Amoxicillin–Clavulanate
Amoxicillin–Clavulanate (A–C) is a commonly prescribed antibiotic in many countries and in most DILI studies it is among the most common antibiotics leading to DILI [14, 15]. One-third of drug-induced jaundice was associated with A–C in a study from the UK [72] and the most common cause of DILI in Spain [14]. In the USA A–C was the most common antibiotic associated with DILI [15]. Liver injury can develop early in the course of treatment but also late in the course of prolonged treatment and furthermore following discontinuation of therapy [75]. Most cases of A–C induced liver injury have a cholestatic or mixed pattern. Liver injury is mainly related to the clavulanic acid component, as the incidence of DILI with A–C combination is markedly higher than that of amoxicillin alone [76]. Risk factors for hepatotoxicity are age over 65 years, female sex and repeated course of the antibiotic [75–77]. Most cases are mild but a protracted course is also possible and can in rare cases lead to acute liver failure or require transplantation [75, 77].
Tetracyclines
Tetracycline hepatotoxicity was originally associated with large doses that were often given intravenously and in pregnancy [78]. Incidence of hepatotoxicity associated with normal and low dose tetracyclines such as doxycycline, seems to be lower than most reported antibiotics leading to DILI with a generally favorable prognosis [79, 80]. The liver injury was designated as cholestatic, hepatocellular, and mixed, with similar frequencies [79]. No cases of death due to tetracyclines have been reported to the Swedish authorities by spontaneous reporting [13, 79].

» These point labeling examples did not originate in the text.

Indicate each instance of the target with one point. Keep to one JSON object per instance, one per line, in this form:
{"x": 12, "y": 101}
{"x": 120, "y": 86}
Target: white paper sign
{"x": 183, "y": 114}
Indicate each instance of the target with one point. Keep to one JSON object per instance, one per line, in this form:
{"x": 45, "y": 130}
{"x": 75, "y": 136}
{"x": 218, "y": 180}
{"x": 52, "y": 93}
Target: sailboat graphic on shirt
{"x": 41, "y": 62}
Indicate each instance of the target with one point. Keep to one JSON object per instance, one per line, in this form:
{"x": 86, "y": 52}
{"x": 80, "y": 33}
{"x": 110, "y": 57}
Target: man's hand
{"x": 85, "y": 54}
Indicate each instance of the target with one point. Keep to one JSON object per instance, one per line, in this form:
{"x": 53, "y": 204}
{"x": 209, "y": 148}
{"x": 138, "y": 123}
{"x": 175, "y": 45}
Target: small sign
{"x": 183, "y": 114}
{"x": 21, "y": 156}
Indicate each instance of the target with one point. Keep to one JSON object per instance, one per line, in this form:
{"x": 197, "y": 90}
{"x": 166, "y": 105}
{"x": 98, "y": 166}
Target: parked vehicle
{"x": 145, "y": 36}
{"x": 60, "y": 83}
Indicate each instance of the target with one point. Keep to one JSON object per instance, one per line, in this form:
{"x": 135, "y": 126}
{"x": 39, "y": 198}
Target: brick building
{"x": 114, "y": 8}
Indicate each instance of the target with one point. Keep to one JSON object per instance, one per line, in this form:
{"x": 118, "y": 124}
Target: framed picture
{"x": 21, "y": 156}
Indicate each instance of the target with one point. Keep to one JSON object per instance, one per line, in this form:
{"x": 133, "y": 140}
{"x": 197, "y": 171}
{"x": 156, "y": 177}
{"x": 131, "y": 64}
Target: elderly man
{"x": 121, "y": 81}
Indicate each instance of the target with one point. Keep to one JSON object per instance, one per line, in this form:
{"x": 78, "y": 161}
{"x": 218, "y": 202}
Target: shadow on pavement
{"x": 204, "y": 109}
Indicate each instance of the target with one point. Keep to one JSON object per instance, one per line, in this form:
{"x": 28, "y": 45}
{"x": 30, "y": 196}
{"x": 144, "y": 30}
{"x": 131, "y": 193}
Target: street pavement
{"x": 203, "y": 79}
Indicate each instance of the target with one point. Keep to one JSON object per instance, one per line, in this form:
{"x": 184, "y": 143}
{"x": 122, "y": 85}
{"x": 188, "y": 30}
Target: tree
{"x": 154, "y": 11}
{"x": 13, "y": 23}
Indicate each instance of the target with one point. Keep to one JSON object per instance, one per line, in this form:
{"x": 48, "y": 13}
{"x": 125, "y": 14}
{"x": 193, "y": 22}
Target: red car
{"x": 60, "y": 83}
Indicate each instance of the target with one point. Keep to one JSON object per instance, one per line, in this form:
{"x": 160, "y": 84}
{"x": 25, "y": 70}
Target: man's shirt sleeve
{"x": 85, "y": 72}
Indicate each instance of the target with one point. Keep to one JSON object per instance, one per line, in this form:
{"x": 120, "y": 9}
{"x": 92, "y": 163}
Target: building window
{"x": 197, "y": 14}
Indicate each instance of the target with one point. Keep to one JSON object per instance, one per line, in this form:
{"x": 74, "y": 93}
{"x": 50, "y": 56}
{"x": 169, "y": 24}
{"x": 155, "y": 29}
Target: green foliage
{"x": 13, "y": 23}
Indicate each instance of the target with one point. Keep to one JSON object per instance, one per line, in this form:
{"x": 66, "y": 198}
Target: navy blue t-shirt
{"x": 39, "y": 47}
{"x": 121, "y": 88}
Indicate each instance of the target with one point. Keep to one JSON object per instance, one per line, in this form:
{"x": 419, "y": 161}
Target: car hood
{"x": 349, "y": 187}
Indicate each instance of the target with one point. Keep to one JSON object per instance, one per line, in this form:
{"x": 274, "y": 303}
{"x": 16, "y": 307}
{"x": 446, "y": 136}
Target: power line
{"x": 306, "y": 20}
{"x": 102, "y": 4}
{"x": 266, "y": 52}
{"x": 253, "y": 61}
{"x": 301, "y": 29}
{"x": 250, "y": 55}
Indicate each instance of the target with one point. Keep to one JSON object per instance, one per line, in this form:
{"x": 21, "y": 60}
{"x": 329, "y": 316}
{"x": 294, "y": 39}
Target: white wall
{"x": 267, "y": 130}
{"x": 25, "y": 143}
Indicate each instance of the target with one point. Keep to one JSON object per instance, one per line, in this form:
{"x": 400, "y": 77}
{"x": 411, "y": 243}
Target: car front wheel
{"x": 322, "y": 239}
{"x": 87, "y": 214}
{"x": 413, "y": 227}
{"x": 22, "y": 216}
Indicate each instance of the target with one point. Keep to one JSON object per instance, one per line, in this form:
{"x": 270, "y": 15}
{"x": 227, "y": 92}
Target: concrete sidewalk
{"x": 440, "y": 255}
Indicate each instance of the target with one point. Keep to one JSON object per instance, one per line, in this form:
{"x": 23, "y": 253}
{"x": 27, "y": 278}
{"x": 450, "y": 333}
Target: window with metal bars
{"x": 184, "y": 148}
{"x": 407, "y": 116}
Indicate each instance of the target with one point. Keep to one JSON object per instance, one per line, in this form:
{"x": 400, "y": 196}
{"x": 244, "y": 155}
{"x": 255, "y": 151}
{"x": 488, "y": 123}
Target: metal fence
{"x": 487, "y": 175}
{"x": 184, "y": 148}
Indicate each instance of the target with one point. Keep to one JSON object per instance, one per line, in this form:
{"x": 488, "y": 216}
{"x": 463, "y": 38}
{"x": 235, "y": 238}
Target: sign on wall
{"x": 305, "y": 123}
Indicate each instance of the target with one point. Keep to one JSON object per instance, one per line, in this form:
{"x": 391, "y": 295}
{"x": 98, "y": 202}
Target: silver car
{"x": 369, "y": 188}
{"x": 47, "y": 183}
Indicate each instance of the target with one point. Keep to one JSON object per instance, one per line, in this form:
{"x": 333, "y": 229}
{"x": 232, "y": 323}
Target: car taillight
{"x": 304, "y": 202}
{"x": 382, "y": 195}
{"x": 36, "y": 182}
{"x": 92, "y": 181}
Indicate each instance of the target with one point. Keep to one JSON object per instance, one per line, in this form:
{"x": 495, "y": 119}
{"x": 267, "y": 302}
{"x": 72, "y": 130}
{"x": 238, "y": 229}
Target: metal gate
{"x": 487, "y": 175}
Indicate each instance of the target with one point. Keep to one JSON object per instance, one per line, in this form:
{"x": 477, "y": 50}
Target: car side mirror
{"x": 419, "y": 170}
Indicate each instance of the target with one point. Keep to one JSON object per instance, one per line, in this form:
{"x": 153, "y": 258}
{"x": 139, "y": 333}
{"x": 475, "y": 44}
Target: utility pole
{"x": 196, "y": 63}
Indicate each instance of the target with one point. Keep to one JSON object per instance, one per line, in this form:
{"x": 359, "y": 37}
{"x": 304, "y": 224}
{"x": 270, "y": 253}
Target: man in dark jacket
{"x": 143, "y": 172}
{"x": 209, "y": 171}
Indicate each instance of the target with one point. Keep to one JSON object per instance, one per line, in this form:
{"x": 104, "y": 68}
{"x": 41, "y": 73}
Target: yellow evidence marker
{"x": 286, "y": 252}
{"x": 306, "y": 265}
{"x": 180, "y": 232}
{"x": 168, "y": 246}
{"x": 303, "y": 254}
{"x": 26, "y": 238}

Trimethoprim–Sulfamethoxazole
In most studies on DILI, this drug is commonly associated with DILI [13–16]. After A–C, nitrofurantoin and isoniazid, Trimethoprim–Sulfamethoxazole (T–S) was the fourth most common antibiotic inducing DILI in the North American DILIN study [15]. The sulphonamide component is considered to be responsible and sulfonamides mostly lead to cholestatic patterns [81]. Almost 60 % of reactions are of cholestatic nature [82]. In one study approximately 10 % of patients with jaundice due to T–S either died or underwent liver transplantation [13].